Life insurance might be the slowest vertical to adopt new technology, but it is not immune to changes that are affecting the industry. The market is changing, demanding insurance that’s easier to purchase, more personalized and tailored in a way it never has been before. A 2018 study
by MarketWatch showed over 40% of Americans own no form of life insurance, making competition for this uninsured population fierce.
The life insurers that find a way to evolve in meaningful ways will have an edge over the competition when it comes to customer acquisition and retention. Life insurers might consider adjusting how they engage the customer, such as through digital servicing and customer engagement that goes beyond a simple yearly bill. What’s clear to forward-thinking insurers is how pricing transformation presents a massive opportunity to stimulate growth in this regard.
How the pricing process affects the sales process and customer experience
Typically, pricing is only considered when a life insurer’s actuarial team is due to run a pricing exercise. The exercise generates a price that suits the insurer’s goals, it goes out to market and pricing is forgotten until the next exercise. However, the consequences to this approach can lead to carriers going to market with sub-optimal rates.
See also: How to Resuscitate Life Insurance
Price's significance doesn’t diminish between pricing exercises. The market changes constantly, but the average life insurer’s pricing processes aren’t designed to keep up.
How the pricing process exists today, and why it’s not working
The problem with the life insurance pricing process boils down to how intensely manual it is.
The standard pricing process used by most life insurers consists of an actuarial system and good old Excel. The actuarial system works as a projection system, modeling calculations and assumptions to deliver a price that incorporates strategic objectives. Excel works as a Swiss Army knife, incorporating policyholder and competitive data, as well as analyzing the results of the actuarial system.
Life insurers’ actuarial teams run these two systems separately in a manual process, taking one set of goals/constraints set by the insurer and deriving the best price based on that specific setting. This is where the problem occurs.
While this current system does work and has done so for a long time, it is sub-optimal, especially in a market as competitive as today’s.
Remember that one set of goals/constraints that helps determine the sweet spot, the ideal price, for the market today? A life insurer can see exactly what price it needs at that specific moment, but no further. The system pinpoints one spot on a graph but can’t draw the trajectory it’s on.
This trajectory has a name: the efficient frontier. Whenever an insurer creates a price with the traditional process, it's typically landing below the efficient frontier right off the bat, although the insurer might not necessarily realize this. The inability to see beyond the specific price this process creates also means an insurer’s ability to adjust based on strategic objectives may be limited.
With the right pricing tool, a life insurer has the opportunity to see its entire range of possible prices based on the company’s financial goals, each slightly different depending on the constraints/goals. It’s the great "what if" scenario, except it’s every "what if" scenario all at once, clearly laid out for an insurer to analyze. The efficient frontier is the optimal pricing range depending on an insurer’s objectives; without it, it’s impossible to see the forest for the trees.

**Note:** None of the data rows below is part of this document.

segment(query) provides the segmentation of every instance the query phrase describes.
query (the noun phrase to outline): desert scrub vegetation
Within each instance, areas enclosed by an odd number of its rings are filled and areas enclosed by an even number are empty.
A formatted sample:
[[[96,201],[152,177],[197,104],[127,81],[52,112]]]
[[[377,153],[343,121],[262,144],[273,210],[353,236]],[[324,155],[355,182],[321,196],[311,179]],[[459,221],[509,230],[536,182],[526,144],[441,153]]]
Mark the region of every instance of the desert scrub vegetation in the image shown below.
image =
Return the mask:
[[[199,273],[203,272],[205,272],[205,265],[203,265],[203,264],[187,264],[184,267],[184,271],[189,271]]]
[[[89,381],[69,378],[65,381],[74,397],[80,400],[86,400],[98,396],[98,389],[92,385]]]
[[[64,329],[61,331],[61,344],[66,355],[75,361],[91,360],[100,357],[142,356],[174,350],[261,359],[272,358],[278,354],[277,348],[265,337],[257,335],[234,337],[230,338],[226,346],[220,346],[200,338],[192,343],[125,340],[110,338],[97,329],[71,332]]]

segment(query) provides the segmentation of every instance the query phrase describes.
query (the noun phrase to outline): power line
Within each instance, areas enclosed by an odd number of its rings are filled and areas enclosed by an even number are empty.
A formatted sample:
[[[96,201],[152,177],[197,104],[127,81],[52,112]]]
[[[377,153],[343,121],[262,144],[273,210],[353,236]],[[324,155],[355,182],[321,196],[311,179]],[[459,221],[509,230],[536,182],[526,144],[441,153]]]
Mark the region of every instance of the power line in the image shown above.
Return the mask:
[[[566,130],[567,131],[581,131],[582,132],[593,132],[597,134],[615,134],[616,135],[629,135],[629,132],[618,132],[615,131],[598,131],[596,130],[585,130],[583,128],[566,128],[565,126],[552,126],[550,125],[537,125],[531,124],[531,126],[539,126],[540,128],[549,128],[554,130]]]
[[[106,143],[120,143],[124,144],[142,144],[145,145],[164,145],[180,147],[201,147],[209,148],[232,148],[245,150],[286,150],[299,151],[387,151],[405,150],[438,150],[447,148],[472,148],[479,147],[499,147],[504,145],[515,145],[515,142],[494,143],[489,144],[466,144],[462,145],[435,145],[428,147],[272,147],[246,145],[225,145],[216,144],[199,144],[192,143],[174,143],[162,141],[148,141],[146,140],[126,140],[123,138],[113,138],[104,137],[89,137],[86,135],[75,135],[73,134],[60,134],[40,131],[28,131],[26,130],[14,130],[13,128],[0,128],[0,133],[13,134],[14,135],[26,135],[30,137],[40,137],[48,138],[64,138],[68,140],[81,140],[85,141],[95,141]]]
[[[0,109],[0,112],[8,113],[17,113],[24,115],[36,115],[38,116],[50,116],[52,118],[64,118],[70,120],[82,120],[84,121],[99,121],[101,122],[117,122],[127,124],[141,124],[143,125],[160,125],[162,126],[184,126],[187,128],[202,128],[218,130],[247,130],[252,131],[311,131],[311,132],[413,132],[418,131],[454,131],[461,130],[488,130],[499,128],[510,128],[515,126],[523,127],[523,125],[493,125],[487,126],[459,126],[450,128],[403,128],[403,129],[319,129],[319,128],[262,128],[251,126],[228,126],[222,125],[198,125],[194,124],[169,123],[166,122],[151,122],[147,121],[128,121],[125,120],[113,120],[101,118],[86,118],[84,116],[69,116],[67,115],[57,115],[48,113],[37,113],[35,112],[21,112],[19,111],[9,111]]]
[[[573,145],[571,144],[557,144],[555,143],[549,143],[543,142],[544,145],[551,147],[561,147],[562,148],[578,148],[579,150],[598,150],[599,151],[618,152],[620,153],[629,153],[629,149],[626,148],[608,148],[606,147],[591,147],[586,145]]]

How pricing transformation benefits a life insurer
There isn’t a real downside. While some transformations or implementations can take years and millions to achieve, investing in the right pricing software, philosophy and process generates a significant ROI for insurers and quickly affects market position.
See also: Selling Insurance in a Commoditized World
A flexible system that shows a variety of pricing strategies an insurer can take to maximize sales, margin or competitive position constantly enables experimentation to ensure pricing reflects the market, competitor pricing and consumer attitudes. Such a system even allows for the evaluation of an insurer’s strategic goals, and whether those are optimized for success in the market.
All this can be achieved with minimal resources with the right pricing tool. Not only does it automate an intensely manual process, but it delivers more insights and flexibility and frees your actuarial team to focus on adding further value, with complex product pricing or long-term pricing strategy.
The efficient frontier is the difference between having the perfect price 70% of the time and 100% of the time. Why not hit the bull's eye every time your product goes to market?